The doorman jumped to open the door for her, and the driver raised his eyebrows, impressed at her destination. The cab swung round the small turning circle outside the elegant frontage of the Villa Serbelloni, climbing the hill behind the village, describing a few steep curves descending on the far side before taking a narrow, unmarked turn and stopping just a hundred yards later in front of a high metal security gate set in a hedge so thick that it was quite impossible to know what lay beyond. There was no sign, nothing to indicate that this was indeed the Villa Aurora, but certainly all the cab drivers from here to Como knew how to find the entrance to one of the grandest and most expensive private residences on the whole of Lake Como.
Lola was already climbing out of the car. Heart in her mouth, she walked up to the intercom button set in the wall next to the gate, pressing it. When it buzzed to life, she said clearly:
‘It’s Lola Fitzgerald. For Mr van der Veer.’
Above her head, a security camera swivelled, angling down, getting a good view of her as she stood there, the fingers of her left hand in her jeans pocket, the index and middle fingers clamped so tightly together she could barely feel them any more.

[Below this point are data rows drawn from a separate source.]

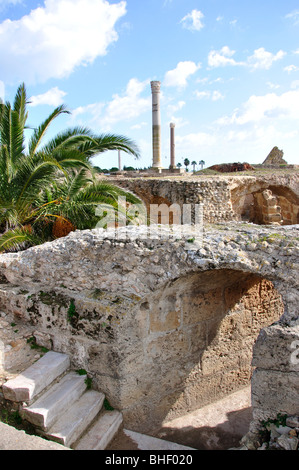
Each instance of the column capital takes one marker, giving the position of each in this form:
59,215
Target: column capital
155,87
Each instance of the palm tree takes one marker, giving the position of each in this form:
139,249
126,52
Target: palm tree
43,184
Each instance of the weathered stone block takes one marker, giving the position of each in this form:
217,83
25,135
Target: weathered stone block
277,348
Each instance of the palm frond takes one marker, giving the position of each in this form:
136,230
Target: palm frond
39,133
15,239
20,103
105,142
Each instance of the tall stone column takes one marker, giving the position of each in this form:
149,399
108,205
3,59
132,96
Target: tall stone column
172,146
156,125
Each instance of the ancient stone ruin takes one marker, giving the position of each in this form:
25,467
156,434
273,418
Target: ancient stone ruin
275,158
232,167
166,322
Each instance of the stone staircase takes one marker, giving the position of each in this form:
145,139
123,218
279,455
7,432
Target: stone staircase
58,403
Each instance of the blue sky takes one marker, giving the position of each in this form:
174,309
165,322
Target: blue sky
229,72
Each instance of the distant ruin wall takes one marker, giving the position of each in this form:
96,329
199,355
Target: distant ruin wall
164,325
224,198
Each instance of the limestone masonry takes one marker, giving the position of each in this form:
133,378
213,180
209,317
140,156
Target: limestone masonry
167,323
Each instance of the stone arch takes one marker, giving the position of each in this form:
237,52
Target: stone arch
265,204
200,332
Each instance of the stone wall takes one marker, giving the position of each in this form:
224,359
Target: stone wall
166,324
224,198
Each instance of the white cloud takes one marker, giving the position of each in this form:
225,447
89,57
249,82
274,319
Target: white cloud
52,40
5,3
222,58
178,76
291,68
202,94
53,97
193,20
124,107
267,107
294,16
262,59
214,96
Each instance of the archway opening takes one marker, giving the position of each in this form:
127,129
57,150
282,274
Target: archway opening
202,329
265,206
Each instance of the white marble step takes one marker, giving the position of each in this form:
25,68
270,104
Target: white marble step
48,408
71,425
101,432
36,378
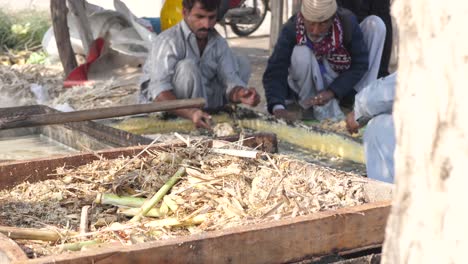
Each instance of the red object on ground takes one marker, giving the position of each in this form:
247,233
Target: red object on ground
234,3
79,75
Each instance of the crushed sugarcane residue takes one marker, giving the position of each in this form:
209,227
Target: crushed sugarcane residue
216,192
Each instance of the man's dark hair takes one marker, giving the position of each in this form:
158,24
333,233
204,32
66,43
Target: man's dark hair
208,5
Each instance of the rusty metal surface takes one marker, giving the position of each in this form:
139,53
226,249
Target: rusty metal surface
13,173
10,252
282,241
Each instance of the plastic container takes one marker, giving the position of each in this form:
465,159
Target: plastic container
171,13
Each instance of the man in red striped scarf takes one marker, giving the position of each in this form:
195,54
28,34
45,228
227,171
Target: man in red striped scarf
322,56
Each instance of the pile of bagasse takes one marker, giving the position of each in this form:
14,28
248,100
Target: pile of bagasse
216,191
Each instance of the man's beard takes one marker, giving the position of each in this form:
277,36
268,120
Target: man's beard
316,38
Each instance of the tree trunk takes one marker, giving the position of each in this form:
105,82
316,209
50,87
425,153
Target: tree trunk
58,11
429,218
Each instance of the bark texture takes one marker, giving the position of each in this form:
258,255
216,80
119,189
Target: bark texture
429,218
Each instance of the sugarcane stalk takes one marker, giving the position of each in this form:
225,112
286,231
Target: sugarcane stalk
84,219
113,199
196,220
252,154
30,233
78,245
154,212
158,196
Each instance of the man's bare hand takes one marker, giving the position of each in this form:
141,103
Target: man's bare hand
351,124
201,119
285,114
246,96
321,98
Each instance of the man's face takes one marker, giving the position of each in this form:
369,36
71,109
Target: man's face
317,30
200,21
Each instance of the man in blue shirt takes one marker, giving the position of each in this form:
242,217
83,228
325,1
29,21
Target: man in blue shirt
322,57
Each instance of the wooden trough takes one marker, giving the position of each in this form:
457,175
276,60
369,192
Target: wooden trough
282,241
86,135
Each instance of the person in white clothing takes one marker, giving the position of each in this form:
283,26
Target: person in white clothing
373,106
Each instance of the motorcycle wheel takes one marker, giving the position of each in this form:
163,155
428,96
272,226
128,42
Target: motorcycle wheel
244,30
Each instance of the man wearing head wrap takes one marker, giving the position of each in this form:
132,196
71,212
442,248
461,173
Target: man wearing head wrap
322,56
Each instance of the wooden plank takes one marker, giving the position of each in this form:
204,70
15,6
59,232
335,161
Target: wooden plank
58,11
98,113
16,172
78,9
10,252
273,242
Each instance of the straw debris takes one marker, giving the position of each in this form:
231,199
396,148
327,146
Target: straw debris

There was no answer. No request for her to repeat her na
me. Just a long, long silence, so prolonged that Lola began to fear that they would just make her stand out there while endless time passed, while the sun climbed higher in the blue sky, till she realised that she would never be admitted to Villa Aurora.
And then, finally, just as she really was giving up hope, the gate mechanism whirred into motion. Her heart surging in excitement, she stepped back, hoping she hadn’t misheard.
But no, it hadn’t been a mirage. The gates were sliding away from her, opening up.
She was inside.
Chapter 34
‘Mamma mia, ’ muttered the driver, who knew where Villa Aurora was, but clearly had never seen it before.
This isn’t even the best part, Lola reflected. This is really only the back of the villa. The front gives onto the lake; these houses were all designed to be approached from the water.
But even the rear of Villa Aurora was enough to take your breath away. As a hotel, it would have been superb; as a private residence, it was stunningly impressive, a Palladian villa. With its white marble colonnades, its high gracious windows, it was like something out of a fairy tale. The drive was immaculately groomed, the gravel glittering like mica in the sun, bordered by perfectly clipped hedges and miniature formal Italian gardens on each side. In the centre was a turning circle, its grass sleek with daily watering, and a huge marble fountain, in the centre the goddess Pomona, pouring out water into a marble basin as big as a bathtub, surrounded by attendant nymphs.
The cab stopped in front of the wide marble staircase that led up to the main door, and the driver was already jumping out with alacrity to open the door for her. She tipped him well, for luck.
A wrought-iron bell-pull hung beside the big carved door, and she tugged on it, hearing an old-fashioned bell clang dully somewhere deep within the villa. Eventually, she heard footsteps approaching, and not in any great hurry. One of the double doors swung open gradually, and beyond it stood Villa Aurora’s housekeeper, a middle-aged woman in a black dress, with nicely groomed hair and very good gold jewellery, staring at Lola with utter and absolute disapproval in her beady dark eyes.